Her grandfather, Lord Charles “The Grand Magician” Thomas Gordon Hightower, fell at the Battle of Calunga in India. Some say his planning and secret deals with the Gurkha leadership was pivotal in saving the Empire’s interests in India during the tense uprisings in the early 1800’s.
“Never some mumbo jumbo philosophies like the others, always a direct answer.” Owens mused. “Honestly, Ella, how could you see this decision I must make? It’s top secret!”
“See it? Good heavens, Eddy, you have been talking about nothing else all week! How could I not know about it?”
The entire room roared with laughter. “She’s got you on that one, Sir Edward.” A voice echoed from a distant table.
General Owens looked around the room with a shocked look on his face.
“What the…?” Were the only words his lips could manage to push out. “I… uh… Oh, my word!” Owens stammered, then laughed. “Was I really that obvious?” At the next table Sir Edward raised his glass. “Jolly good show, Ella, jolly good… very witty indeed!”
“To Ella, the sorceress! Cheers!” The others in the room chimed in and raised their glasses as well.
The roots of the Hightower family could be traced back to the Celts, and every generation was claimed to have at least one member who passed down a special ‘power’.
Lord Charles “The Grand Magician” Thomas Gordon Hightower’s son, Zigmund, could also create illusions and ‘magically’ manipulate situations that, of course, were also very useful in his own military campaigns and operations while in India.
His regiment was once trapped and surrounded within an Afghan village near Kabul in 1883 when he was just a captain.
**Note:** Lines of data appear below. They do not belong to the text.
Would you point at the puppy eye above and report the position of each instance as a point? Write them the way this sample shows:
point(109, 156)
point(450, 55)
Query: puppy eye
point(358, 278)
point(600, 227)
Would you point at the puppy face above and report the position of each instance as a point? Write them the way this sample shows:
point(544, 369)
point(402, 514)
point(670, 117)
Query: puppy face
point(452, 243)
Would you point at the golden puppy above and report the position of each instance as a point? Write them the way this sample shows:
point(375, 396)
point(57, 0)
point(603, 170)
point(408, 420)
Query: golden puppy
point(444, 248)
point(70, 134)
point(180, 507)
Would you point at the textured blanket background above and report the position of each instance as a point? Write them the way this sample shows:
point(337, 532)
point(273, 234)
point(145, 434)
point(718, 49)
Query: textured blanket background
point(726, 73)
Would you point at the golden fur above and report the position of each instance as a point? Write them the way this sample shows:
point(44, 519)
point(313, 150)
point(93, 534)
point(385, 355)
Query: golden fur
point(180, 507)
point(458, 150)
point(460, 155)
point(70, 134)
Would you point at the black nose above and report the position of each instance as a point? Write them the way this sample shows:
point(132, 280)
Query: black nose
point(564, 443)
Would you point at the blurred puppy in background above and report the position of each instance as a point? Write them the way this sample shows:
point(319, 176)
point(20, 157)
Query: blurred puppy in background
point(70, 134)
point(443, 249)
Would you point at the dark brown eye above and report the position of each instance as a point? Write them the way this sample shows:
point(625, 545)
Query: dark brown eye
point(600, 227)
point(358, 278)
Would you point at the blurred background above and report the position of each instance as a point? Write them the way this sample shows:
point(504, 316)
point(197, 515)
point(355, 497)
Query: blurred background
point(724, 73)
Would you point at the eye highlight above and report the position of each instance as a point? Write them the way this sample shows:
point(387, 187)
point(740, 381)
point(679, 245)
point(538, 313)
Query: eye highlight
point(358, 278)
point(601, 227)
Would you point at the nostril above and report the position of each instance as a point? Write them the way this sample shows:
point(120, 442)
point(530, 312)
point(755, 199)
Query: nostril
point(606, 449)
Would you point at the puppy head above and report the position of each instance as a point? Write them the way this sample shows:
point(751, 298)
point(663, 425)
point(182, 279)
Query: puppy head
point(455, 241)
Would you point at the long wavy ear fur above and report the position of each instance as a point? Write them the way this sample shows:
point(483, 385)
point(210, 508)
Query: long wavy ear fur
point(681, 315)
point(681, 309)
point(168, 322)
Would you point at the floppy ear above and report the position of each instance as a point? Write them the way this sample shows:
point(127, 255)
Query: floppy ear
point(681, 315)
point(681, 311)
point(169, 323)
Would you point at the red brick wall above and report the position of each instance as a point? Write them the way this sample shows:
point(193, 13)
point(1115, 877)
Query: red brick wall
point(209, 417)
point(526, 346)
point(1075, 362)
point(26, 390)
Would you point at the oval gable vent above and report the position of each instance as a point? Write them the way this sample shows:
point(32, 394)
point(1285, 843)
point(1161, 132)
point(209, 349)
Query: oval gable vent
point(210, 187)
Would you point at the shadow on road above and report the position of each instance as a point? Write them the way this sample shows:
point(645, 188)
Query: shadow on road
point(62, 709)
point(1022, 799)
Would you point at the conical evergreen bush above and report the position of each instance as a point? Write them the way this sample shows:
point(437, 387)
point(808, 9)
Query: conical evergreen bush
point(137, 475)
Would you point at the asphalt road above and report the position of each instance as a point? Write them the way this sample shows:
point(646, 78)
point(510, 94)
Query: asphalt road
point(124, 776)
The Afghan prince had several cannon looking down from the ridges and outnumbered the diminished British force 4 to 1.
The ‘Little Magician’ managed to pull off a daring escaped by covering himself with the intestines of a dead horse, and then, looking like a monster, approached a detachment of Afghans guarding one of the paths out of the mountains.
Thinking they were seeing a personification of death, the terrified Afghans fled and the Captain and his men were able to escape certain death.
“Who is that woman?” The American asked Admiral Payne.
“Lady Hightower?” She is the daughter in a long line of heroes and master tacticians.”
“Will you introduce me?” Boyle said with great interest.
“What? Isn’t she a bit old for you, my boy?” The Admiral joked. “Besides I hardly know her, why is it you wish to meet her?”
“Well,” Boyle said while raising his hand palms up and spreading his fingers. “I’ve always wanted to have my palm read. Let’s see if she can say something about me, after all, she does not know a thing about me.”